Median TAT is defined as time from leukapheresis, when a patient’s T cells are collected, to product release; manufacturing is a key step within this process to prepare a patient’s cells for a one-time cell therapy infusion customized for each patient.

“For patients with relapsed or refractory large B-cell lymphoma, every day matters as the patient’s disease can be aggressive and worsen rapidly,” said Cindy Perettie, Executive Vice President, Kite. “Yescarta is the first and only treatment to demonstrate superior overall survival over the standard of care as a second-line treatment with curative intent for these patients, and today’s decision by the FDA allows us to further shorten our delivery time of Yescarta so that patients have the best possible chance of survival.”

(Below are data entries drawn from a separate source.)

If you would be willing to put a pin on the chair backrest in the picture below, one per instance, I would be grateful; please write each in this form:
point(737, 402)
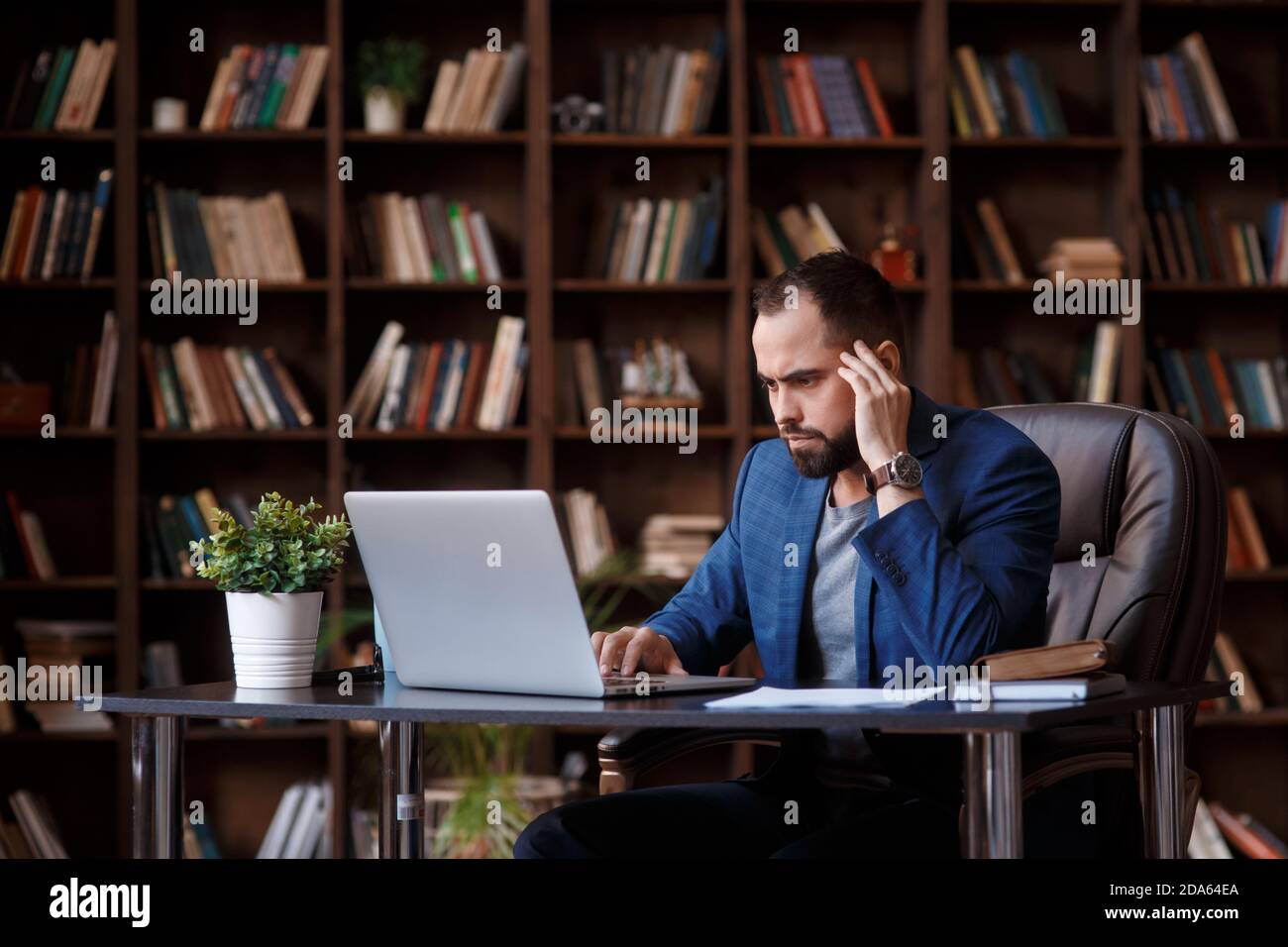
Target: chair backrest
point(1145, 491)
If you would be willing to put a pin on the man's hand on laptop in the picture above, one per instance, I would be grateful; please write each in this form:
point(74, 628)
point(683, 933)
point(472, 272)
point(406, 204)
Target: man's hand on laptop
point(635, 650)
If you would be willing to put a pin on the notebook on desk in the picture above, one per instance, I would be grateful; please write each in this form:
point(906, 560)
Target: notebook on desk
point(475, 592)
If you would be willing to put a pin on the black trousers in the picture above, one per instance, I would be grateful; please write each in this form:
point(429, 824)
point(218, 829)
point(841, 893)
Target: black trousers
point(786, 813)
point(790, 813)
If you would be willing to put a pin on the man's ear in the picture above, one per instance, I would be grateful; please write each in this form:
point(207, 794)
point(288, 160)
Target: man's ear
point(888, 354)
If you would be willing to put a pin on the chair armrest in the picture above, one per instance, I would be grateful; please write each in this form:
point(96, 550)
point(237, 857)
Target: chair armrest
point(630, 751)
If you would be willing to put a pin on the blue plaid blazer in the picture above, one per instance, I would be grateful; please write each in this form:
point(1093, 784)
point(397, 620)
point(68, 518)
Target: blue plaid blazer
point(960, 574)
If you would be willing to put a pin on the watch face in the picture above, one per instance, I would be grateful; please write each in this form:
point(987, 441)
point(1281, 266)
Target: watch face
point(907, 471)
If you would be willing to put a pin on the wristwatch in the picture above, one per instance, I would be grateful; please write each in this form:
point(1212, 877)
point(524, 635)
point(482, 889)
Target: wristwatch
point(902, 471)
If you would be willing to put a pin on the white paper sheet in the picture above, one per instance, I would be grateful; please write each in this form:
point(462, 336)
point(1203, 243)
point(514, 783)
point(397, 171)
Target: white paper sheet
point(769, 697)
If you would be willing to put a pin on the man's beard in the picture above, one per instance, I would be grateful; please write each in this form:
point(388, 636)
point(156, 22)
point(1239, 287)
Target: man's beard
point(836, 454)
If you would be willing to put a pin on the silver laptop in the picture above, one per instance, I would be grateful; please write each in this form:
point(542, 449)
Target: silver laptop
point(476, 592)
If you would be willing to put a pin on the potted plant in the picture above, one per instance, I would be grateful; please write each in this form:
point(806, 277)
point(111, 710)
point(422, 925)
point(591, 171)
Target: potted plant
point(271, 577)
point(390, 73)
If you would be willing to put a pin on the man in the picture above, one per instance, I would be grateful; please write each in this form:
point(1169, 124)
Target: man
point(880, 527)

CAR T-cell therapies are one-time treatments individually made starting from a patient’s own white blood cells, called T-cells. The cells are removed through leukapheresis and sent to Kite’s specialized manufacturing facilities where they are modified with a Chimeric Antigen Receptor (CAR). Once an individual therapy is created for a patient, the cells are carefully checked, preserved, packed and sent back to the hospital to be infused back into the patient. The CAR T-cell therapy process is a continuous one, from leukapheresis to the delivery of the final product, so the timing and scheduling of this process are critical to the supply. To see how this process works, please click here.

Industry experts agree that shortening the time to Yescarta product release and delivery can allow healthcare providers at Kite Authorized Treatment Centers to better support their patients.

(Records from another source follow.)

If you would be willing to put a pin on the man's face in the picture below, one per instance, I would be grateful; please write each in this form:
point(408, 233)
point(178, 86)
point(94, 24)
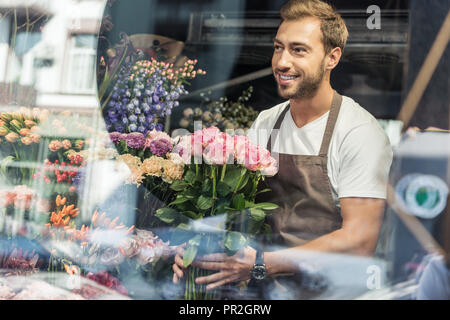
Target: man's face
point(298, 61)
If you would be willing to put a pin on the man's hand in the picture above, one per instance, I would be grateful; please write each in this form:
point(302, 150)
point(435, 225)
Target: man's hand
point(231, 268)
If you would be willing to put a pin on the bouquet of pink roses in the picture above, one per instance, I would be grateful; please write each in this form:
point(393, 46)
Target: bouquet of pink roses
point(214, 209)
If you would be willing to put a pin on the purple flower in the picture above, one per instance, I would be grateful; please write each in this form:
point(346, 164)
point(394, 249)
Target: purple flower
point(135, 140)
point(115, 136)
point(160, 147)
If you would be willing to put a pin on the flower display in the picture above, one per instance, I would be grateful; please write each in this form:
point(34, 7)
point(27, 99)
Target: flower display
point(221, 177)
point(144, 93)
point(60, 172)
point(105, 279)
point(222, 113)
point(18, 262)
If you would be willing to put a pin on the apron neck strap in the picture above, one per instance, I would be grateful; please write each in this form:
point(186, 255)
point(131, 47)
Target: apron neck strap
point(332, 118)
point(331, 122)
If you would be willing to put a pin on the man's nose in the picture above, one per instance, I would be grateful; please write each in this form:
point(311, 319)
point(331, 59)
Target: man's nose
point(283, 60)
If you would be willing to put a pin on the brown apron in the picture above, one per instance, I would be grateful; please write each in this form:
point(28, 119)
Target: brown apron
point(302, 189)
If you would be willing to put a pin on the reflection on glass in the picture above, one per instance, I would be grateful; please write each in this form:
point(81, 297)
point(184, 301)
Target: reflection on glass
point(123, 147)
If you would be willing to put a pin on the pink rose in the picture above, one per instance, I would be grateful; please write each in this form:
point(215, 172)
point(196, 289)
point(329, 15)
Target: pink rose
point(241, 146)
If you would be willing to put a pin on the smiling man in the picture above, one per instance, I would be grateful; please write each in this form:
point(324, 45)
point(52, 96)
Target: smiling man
point(334, 158)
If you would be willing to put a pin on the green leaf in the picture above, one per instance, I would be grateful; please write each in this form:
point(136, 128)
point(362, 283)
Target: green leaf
point(189, 255)
point(244, 181)
point(267, 230)
point(207, 187)
point(223, 189)
point(190, 193)
point(257, 214)
point(254, 227)
point(204, 203)
point(4, 164)
point(168, 215)
point(238, 201)
point(232, 177)
point(180, 199)
point(179, 185)
point(195, 241)
point(264, 190)
point(192, 214)
point(249, 204)
point(181, 234)
point(234, 241)
point(266, 206)
point(189, 176)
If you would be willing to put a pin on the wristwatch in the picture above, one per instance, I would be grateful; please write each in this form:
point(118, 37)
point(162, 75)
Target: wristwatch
point(259, 271)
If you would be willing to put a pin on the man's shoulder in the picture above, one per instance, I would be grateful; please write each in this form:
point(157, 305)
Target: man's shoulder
point(353, 115)
point(268, 117)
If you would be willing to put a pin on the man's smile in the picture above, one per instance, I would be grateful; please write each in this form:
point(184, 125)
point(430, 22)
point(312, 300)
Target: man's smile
point(286, 79)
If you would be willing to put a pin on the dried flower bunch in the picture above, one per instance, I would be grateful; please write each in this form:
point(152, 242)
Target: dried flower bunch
point(223, 114)
point(144, 93)
point(15, 261)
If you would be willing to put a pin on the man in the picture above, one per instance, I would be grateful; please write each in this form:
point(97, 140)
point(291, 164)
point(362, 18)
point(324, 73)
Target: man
point(334, 158)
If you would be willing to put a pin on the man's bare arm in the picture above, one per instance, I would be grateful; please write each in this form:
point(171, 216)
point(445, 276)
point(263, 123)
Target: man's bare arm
point(362, 219)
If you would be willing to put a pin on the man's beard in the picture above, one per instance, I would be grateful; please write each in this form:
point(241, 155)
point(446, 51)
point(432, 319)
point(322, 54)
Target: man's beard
point(308, 87)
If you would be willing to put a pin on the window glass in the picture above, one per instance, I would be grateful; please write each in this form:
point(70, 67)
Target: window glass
point(139, 137)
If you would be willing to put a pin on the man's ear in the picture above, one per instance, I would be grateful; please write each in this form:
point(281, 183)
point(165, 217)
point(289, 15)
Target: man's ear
point(333, 58)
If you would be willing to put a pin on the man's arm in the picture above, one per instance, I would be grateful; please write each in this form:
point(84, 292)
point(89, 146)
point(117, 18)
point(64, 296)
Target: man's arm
point(362, 219)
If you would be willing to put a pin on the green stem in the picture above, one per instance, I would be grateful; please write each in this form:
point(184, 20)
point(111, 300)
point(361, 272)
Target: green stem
point(239, 182)
point(224, 169)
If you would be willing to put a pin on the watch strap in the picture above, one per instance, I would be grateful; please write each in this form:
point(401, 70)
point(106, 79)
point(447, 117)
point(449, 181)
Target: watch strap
point(259, 257)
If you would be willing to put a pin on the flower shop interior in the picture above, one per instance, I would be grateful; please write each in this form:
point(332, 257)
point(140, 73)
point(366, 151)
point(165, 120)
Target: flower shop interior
point(102, 185)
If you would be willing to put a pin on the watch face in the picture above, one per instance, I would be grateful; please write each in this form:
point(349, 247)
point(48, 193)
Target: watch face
point(259, 272)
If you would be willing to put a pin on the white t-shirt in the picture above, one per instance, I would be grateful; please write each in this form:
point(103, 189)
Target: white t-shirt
point(359, 155)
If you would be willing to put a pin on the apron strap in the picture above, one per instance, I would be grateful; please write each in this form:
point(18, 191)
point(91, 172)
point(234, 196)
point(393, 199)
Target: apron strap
point(277, 127)
point(331, 122)
point(332, 118)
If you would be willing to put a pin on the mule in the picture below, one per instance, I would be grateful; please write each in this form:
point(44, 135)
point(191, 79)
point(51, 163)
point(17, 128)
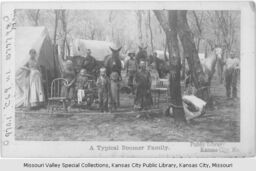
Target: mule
point(209, 64)
point(114, 91)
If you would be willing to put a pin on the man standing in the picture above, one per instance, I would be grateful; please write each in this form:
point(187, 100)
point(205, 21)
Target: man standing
point(90, 63)
point(231, 74)
point(131, 68)
point(143, 99)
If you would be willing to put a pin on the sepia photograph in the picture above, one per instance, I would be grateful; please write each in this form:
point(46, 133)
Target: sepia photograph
point(128, 79)
point(127, 75)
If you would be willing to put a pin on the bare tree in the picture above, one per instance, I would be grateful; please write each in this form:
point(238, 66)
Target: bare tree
point(198, 20)
point(168, 21)
point(150, 30)
point(139, 16)
point(63, 18)
point(34, 16)
point(199, 78)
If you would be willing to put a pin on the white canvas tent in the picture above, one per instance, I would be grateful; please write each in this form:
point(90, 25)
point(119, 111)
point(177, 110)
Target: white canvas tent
point(31, 38)
point(99, 49)
point(160, 54)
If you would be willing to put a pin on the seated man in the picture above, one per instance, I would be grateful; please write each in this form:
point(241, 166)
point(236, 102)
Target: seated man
point(81, 84)
point(193, 106)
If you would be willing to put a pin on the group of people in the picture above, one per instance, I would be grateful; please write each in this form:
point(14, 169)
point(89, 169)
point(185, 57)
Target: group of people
point(34, 96)
point(139, 82)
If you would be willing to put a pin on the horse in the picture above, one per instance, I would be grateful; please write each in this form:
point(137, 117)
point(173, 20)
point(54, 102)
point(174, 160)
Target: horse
point(112, 62)
point(141, 55)
point(209, 64)
point(161, 65)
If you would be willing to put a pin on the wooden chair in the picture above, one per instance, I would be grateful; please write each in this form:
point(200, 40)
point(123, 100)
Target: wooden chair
point(160, 92)
point(56, 101)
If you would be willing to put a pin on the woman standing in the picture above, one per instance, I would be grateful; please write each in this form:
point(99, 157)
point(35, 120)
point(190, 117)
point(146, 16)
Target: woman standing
point(34, 94)
point(143, 98)
point(67, 90)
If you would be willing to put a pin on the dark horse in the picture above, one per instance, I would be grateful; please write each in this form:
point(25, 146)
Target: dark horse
point(113, 62)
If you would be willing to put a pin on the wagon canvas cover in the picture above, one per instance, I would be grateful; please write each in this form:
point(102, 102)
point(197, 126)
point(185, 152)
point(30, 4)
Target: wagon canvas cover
point(31, 38)
point(99, 49)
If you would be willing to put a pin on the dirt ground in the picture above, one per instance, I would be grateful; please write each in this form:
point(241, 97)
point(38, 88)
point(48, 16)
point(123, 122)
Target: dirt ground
point(219, 124)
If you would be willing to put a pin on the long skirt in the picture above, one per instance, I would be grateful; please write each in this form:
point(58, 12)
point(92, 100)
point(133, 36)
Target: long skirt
point(35, 96)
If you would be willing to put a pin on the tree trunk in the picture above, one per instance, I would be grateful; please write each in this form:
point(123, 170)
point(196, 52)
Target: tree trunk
point(54, 42)
point(175, 68)
point(150, 29)
point(140, 25)
point(169, 25)
point(64, 33)
point(37, 18)
point(200, 79)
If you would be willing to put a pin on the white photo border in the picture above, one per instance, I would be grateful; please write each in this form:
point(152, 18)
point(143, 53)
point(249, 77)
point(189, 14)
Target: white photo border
point(13, 148)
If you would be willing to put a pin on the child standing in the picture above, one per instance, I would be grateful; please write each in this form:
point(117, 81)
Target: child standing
point(103, 85)
point(81, 85)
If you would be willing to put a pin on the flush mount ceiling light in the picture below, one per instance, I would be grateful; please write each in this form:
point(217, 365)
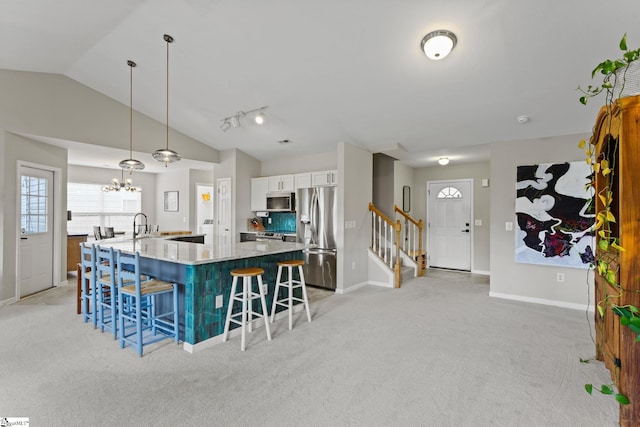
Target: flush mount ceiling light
point(234, 120)
point(122, 184)
point(438, 44)
point(131, 164)
point(165, 155)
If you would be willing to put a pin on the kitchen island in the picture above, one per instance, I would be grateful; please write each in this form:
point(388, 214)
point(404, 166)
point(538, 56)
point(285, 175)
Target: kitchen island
point(202, 272)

“Since the first CAR T-cell therapies were approved more than five years ago and the volume of patients treated has grown from hundreds to several thousand patients each year, we have significantly strengthened our knowledge and understanding of cell therapy delivery,” said David Miklos, MD, PhD, a Kite clinical investigator/Chief of Blood and Marrow Transplant and Cell Therapy at Stanford University. “Time is a critical factor in cell therapy, and it can make the difference between a patient being able to receive CAR T or their cancer progressing to the point where they are no longer strong enough for treatment. Therefore, optimizing steps in the process and ultimately reducing the time to CAR T-cell therapy infusion is paramount.”

Stanford is one of Kite’s more than 135 authorized treatment centers (ATCs) in the U.S. and more than 400 total across the world.

More than 17,700 patients have been treated with Kite’s CAR T-cell therapies through these ATCs across the globe. Kite has taken a unique approach to scaling the technology of cell therapy, combining capacity, speed, and reliability and the largest in-house cell therapy manufacturing network in the world to rapidly deliver products to these authorized treatment centers.

“Given that each cell therapy batch is unique to each patient, manufacturing is central to how we deliver our therapies, and quality, reliability, and speed are critical,” said Chris McDonald, SVP, Global Head of Technical Operations, Kite. “As the global leader in cell therapy, patients and physicians count on our 96% manufacturing success rate, and with a reduced manufacturing time in the U.S., we will continue to expand the reach of Yescarta to even more patients.”

Kite has continued to increase its manufacturing network capacity to meet growing demand, ensuring scheduling availability to meet the needs of physicians and their patients.